For instance, you’ll come to a woods instead of an open field. The Germans will be dug in all over the woods, in little groups, and it’s really tough to get them out. Often in cases like that we will just go around the woods and keep going and let later units take care of those surrounded and doomed fellows.
Or we’ll go through the woods and clean it out, and another company, coming through a couple of hours later, will find it full of Germans again. In a war like this one everything is in such confusion I don’t see how either side ever gets anywhere.
Sometimes you don’t know where the enemy is and don’t know where your own troops are. As somebody said the other day, no battalion commander can give you the exact location of his various units five minutes after they’ve jumped off.
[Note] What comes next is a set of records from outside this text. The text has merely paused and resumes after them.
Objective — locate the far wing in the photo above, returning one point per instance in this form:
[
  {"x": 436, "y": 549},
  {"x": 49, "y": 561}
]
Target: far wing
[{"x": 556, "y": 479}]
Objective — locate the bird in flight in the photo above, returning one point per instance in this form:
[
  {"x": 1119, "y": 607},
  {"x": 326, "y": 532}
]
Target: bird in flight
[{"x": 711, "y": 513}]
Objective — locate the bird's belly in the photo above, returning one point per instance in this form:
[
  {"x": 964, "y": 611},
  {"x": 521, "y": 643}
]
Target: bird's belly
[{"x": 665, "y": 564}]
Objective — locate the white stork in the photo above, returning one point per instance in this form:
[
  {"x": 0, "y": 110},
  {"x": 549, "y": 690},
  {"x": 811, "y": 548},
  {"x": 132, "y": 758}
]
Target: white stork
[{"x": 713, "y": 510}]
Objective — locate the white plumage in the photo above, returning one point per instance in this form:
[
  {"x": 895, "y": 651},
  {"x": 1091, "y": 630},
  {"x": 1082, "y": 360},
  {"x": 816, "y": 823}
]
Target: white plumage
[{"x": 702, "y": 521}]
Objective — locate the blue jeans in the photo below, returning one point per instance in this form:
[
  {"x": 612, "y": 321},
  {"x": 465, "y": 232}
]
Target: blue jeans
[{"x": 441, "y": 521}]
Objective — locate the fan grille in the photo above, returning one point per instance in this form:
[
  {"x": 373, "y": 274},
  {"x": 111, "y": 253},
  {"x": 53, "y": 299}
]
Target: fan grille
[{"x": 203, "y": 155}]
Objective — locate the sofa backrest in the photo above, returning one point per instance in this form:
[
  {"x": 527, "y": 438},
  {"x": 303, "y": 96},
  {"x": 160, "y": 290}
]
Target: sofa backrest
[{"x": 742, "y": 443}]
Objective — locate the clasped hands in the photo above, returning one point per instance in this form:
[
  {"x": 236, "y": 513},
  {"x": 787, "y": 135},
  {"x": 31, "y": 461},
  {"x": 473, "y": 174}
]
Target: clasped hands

We will bypass whole pockets of Germans, and they will be there fighting our following waves when our attacking companies are a couple of miles on beyond. Gradually the front gets all mixed up. There will be Germans behind you and at the side. They’ll be shooting at you from behind and from your flank.
Sometimes a unit will get so far out ahead of those on either side that it has to swing around and fight to its rear. Sometimes we fire on your own troops, thinking we are in German territory. You can’t see anything, and you can’t even tell from the sounds, for each side uses some of the other’s captured weapons.
Foot soldier hates to be near tank
The tanks and the infantry had to work in the closest cooperation in breaking through the German ring, that tried to pin us down in the beachhead area. Neither could have done it alone.
The troops are of two minds about having tanks around them. If you’re a foot soldier, you hate to be near a tank, for it always draws fire. On the other hand, if the going gets tough you pray for a tank to come up and start blasting with its guns.
In our breakthrough each infantry unit had tanks attached to it. It was the tanks and the infantry that broke through that ring and punched a hole for the armored divisions to go through.
The armored divisions practically ran amuck, racing long distances and playing hob, once they got behind the German lines, but it was the infantry and their attached tanks that opened the gate for them.
Tanks shuttled back and forth, from one field to another, throughout our breakthrough battle, receiving their orders by radio. Bulldozers punched holes through the hedgerows for them, and then the tanks would come up and blast out the bad spots of the opposition.
It has been necessary for us to wreck almost every farmhouse and little village in our path. The Germans used them for strongpoints, or put artillery observers in them, and they just had to be blasted out.
Most of the French farmers evacuate ahead of the fighting and filter back after it has passed. It is pitiful to see them come back to their demolished homes and towns. Yet it’s wonderful to see the grand way they take it.
Four hours rest in three days
In a long drive, an infantry company may go for a couple of days without letting up. Ammunition is carried up to it by hand, and occasionally by jeep. The soldiers sometimes eat only one K ration a day. They may run clear out of water. Their strength is gradually whittled down by wounds, exhaustion cases and straggling.
Finally, they will get an order to sit where they are and dig in. Then another company will pass through, or around them, and go on with the fighting. The relieved company may get to rest as much as a day or two. But in a big push such as the one that broke us out of the beachhead, a few hours is about all they can expect.
The company I was with got its orders to rest about 5:00 one afternoon. They dug foxholes along the hedgerows, or commandeered German ones already dug. Regardless of how tired you may be, you always dig in the first thing.
Then they sent some men with cans looking for water. They got more K rations up by jeep, and sat on the ground eating them.
They hoped they would stay there all night, but they weren’t counting on it too much. Shortly after supper a lieutenant came out of a farmhouse and told the sergeants to pass the word to be ready to move in 10 minutes. They bundled on their packs and started just before dark.
Within half an hour, they had run into a new fight that lasted all night: They had had less than four hours’ rest in three solid days of fighting. That’s the way life is in the infantry.